As FT Alphaville neatly put it:
The logic behind it all may at times seem counterintuitive and faintly ridiculous, but then CDS decisions are frequently counterintuitive and faintly ridiculous. The members of the DC are not supposed to rule on how market participants intended the contracts to behave, but on their strict legal definitions, unintended quirks and all.
This is surely the Achilles heel of credit derivatives: it is, on this logic, a product designed around clever legal arguments and contorted, mystical thinking, and not actual market dynamics. The DC should, surely, be there precisely to reflect the collective view of how market participants intended the market to behave. What other value can it offer?
Thresholds and notionals
The Default Requirement — credit derivatives’ answer to the Cross Default threshold — is typically a lot lower: if not specified, USD10m equivalent, whereas under Section 5(a)(vi) you might expect ten or a hundred times that, referenced to a percentage of shareholder equity.
This reflects the different intentions of the contracts: the ISDA looks to protect an existing position in an ongoing trading arrangement should the counterparty be unable to pay what it owes, by allowing one to terminate and avoid loss; credit derivatives to compensate for losses already incurred under a reference instrument (yes, yes, it isn’t actually insurance and there is no requirement for an insurable loss, but still). Equity derivatives broadly seek to create exposure, long or short, to the issuers of publicly traded instruments.

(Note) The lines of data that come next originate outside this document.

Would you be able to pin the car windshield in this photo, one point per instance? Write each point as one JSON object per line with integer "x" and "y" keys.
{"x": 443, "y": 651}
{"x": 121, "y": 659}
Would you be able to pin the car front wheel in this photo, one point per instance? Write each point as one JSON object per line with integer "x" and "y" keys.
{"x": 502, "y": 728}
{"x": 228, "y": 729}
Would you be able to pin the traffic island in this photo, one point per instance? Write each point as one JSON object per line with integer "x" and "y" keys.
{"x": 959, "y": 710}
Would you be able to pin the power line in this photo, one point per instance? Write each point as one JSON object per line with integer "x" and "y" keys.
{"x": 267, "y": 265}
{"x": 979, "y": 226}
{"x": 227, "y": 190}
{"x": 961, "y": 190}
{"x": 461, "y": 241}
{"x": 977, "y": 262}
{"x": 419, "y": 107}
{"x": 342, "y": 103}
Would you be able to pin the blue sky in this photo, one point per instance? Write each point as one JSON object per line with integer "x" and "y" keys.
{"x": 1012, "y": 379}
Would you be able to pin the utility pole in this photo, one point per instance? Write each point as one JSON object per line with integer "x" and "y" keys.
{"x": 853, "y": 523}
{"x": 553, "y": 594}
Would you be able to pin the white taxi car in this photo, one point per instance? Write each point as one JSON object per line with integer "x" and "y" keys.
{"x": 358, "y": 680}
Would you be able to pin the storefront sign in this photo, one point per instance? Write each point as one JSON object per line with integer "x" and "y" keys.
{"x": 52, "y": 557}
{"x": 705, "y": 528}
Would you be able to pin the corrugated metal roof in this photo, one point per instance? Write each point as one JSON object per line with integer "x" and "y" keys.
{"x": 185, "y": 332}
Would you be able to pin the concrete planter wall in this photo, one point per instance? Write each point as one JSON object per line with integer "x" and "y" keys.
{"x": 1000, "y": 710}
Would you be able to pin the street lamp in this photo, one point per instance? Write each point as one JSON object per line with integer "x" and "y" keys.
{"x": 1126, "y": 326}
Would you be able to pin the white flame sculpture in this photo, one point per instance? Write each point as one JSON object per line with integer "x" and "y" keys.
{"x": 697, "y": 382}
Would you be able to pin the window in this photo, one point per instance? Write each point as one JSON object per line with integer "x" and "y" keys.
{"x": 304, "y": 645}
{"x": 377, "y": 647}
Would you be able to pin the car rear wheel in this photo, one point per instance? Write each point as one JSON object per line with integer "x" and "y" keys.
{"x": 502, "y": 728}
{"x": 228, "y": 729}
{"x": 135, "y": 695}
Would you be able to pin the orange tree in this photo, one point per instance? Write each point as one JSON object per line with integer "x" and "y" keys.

The ISDA thus requires the company itself to be properly done for to be triggered if it isn’t, you still have the prospect of full recover. Credit derivatives are concerned only protecting the redemption value of specific instruments. If they are canned, rescheduled, or defaulted upon such that the original bargain it promised is no longer to be had, then the CDS pays out even if the Reference Entity remains a going concern — even if it eventually chunters back towards solvency. (If its CDS is triggered in the meantime that becomes vanishingly unlikely of course, but if there is one thing the market tells everyone, it is YOU NEVER KNOW.)